A very common example of this for me would be "presumed heterosexuality." Folks who are not in tune to the full spectrum of human sexuality - "Well, I don't mind homosexuals I suppose, as long as they stay down there in the big cities...it's not like we have any of their sort HERE..." -- only see their world through a heterosexual lens.

I don't mean to limit this concept to the manner in which we deal in stereotypes. I believe it is much bigger than that. The above was just a simple example to make my point. I believe what I am getting at has to do with breaking out of our respective paradigms.

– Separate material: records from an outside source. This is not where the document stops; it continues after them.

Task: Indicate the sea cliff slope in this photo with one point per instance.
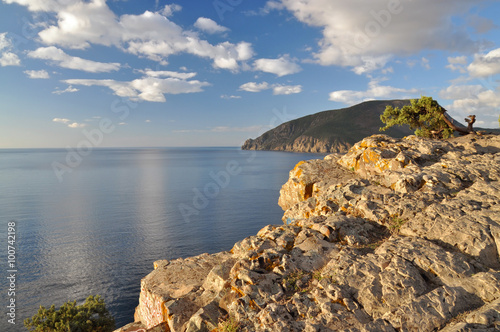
(329, 131)
(394, 235)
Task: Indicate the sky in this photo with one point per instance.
(125, 73)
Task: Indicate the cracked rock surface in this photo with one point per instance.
(395, 235)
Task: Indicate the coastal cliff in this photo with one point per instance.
(394, 235)
(333, 131)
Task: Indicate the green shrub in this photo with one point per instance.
(92, 316)
(424, 115)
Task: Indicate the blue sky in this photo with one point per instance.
(213, 73)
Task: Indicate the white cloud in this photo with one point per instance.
(485, 64)
(374, 91)
(474, 99)
(66, 61)
(168, 10)
(280, 67)
(61, 120)
(37, 74)
(76, 125)
(278, 89)
(364, 34)
(69, 123)
(286, 89)
(7, 58)
(147, 88)
(209, 25)
(254, 87)
(42, 5)
(69, 89)
(230, 97)
(151, 34)
(457, 64)
(166, 73)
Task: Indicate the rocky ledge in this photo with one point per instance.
(395, 235)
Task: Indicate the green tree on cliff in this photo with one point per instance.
(424, 115)
(92, 316)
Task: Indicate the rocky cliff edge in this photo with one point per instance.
(395, 235)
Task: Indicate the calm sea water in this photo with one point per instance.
(99, 230)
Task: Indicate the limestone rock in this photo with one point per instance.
(395, 235)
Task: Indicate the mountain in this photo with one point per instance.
(329, 131)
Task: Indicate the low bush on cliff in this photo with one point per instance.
(427, 118)
(92, 316)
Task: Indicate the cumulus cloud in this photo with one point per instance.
(485, 64)
(69, 89)
(61, 120)
(69, 123)
(254, 87)
(209, 25)
(374, 91)
(167, 73)
(278, 89)
(147, 88)
(7, 57)
(474, 99)
(60, 58)
(42, 5)
(230, 97)
(169, 10)
(286, 89)
(457, 64)
(37, 74)
(364, 34)
(280, 67)
(150, 34)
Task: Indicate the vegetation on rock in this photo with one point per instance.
(92, 316)
(424, 115)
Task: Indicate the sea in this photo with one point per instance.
(80, 223)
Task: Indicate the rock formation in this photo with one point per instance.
(395, 235)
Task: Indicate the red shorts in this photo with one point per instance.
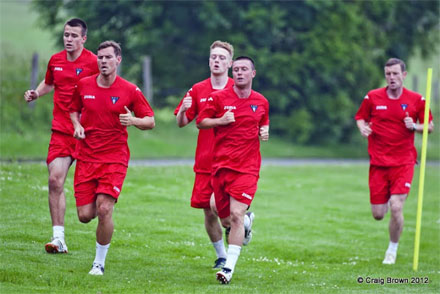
(202, 191)
(387, 181)
(93, 178)
(61, 145)
(229, 183)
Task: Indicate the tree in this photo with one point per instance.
(315, 60)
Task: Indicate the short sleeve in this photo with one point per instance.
(48, 80)
(76, 104)
(364, 111)
(265, 118)
(140, 105)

I love to smash paradigms. I love to ask - "But WHY do we have to do it that way?" When I first switched to day shift on the ortho/neuro/peds floor at the hospital many years ago, I drove the Old Doll nurses crazy. I know this because my manager told me so at my 90 day evaluation. She told me that she likes that I think outside the box, but that the other nurses just don't get me. For example, the established routine was that all the bathes must be completed by 10AM. They would kill themselves some days to make this happen. I chose not to worry about this though - we had the entire 8 hour day shift to achieve this goal. It made the girls crazy.

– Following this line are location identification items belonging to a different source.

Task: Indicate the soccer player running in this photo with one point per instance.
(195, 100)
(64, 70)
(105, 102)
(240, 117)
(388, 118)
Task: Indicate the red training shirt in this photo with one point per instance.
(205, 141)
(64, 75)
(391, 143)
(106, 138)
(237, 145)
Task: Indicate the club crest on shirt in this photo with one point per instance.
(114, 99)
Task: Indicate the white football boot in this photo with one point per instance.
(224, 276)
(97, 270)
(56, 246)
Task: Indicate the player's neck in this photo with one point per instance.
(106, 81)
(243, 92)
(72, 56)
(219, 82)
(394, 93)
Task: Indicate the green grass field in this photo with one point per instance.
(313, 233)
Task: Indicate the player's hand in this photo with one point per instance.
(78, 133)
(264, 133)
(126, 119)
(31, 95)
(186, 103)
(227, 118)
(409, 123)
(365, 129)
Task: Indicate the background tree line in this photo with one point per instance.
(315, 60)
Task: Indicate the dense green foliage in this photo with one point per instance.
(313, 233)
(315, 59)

This is not to say that, like my little canine friends, I don't let my sense of smell get the better of me and rush right past the cats that I know must be there. I do my best. I try to remember to be aware of this tendency. When I do, I close my eyes and let the other senses guide me.

Peace.

3 comments:

Kirkepiscatoid said...

Interesting, you identify with smell; I identify with hearing, despite the fact most of my job is visual. It goes back to growing up in an alcoholic household. It was the noise that woke me out of bed...the noises of arguing, throwing stuff, sobbing. It shaped my world. Do I venture out of my room? Do I climb out the window and run to my grandparents? Do I attempt to break something up before it turns too violent? Do I make noise as a distraction?

Consequently, I tend to "over-hear" when I am in one of my more paranoid moods. It is something I always have to self-check when I'm feeling my "paranoid gland" oversecreting.

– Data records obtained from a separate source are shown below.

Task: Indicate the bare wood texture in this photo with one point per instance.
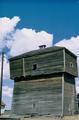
(42, 96)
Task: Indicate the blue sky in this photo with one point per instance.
(60, 18)
(57, 17)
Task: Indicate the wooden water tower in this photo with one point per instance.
(44, 82)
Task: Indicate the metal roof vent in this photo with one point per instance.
(42, 46)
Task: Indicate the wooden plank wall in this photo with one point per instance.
(70, 64)
(46, 63)
(70, 106)
(41, 96)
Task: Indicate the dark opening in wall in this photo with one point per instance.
(34, 67)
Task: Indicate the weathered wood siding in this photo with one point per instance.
(41, 96)
(70, 106)
(46, 63)
(16, 68)
(70, 64)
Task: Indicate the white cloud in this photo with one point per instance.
(73, 45)
(6, 72)
(19, 41)
(7, 91)
(7, 26)
(25, 40)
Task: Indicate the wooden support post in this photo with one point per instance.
(62, 94)
(1, 81)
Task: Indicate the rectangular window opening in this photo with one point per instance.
(34, 67)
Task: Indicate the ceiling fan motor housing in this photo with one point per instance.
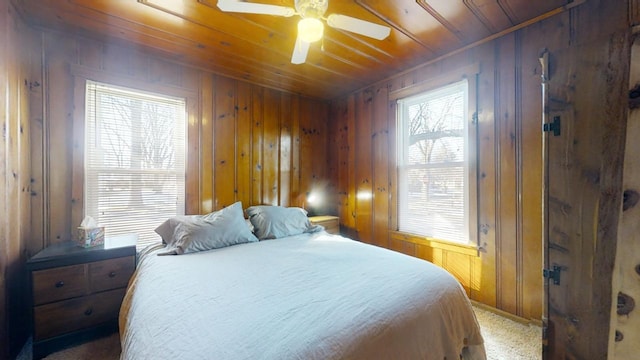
(314, 9)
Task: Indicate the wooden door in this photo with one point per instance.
(583, 192)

But the fact remains, we all tend to have one sense that we rely on more than the others, and knowing why our world is defined by that sense is a key step into knowing Self...Self with a capital S...our true and holy selves.

Very thought-provoking post, cyber-bro!

Kirsten said...

Hi Larry,
I enjoyed reading your post tonight. I wanted to write to you because I was perusing people's profiles with an interest in Sarah Vaughn, and you and I have several more things in common: Your hero is my favorite saint, St. Francis; you are a fan of the U.P. (do you live here? I live in "da northern U.P.", Houghton); we both like cats and dogs, you teach phlebotomy, I am a Med-Tech; and you are a fan of paradigm shifts....! Funny how many things are similar.
I post a blog about my riding horse, Sarah. Perhaps you will visit it sometime!
Take care, Kirsten

RENZ said...

Kirsten, thanks for stopping by, I will have to check out your blog. I am outside of Marquette and work as a nurse at the hospital - my "teaching" was when I worked in home health and would orient new nurses who didn't have to draw blood before. So do you work at Portage?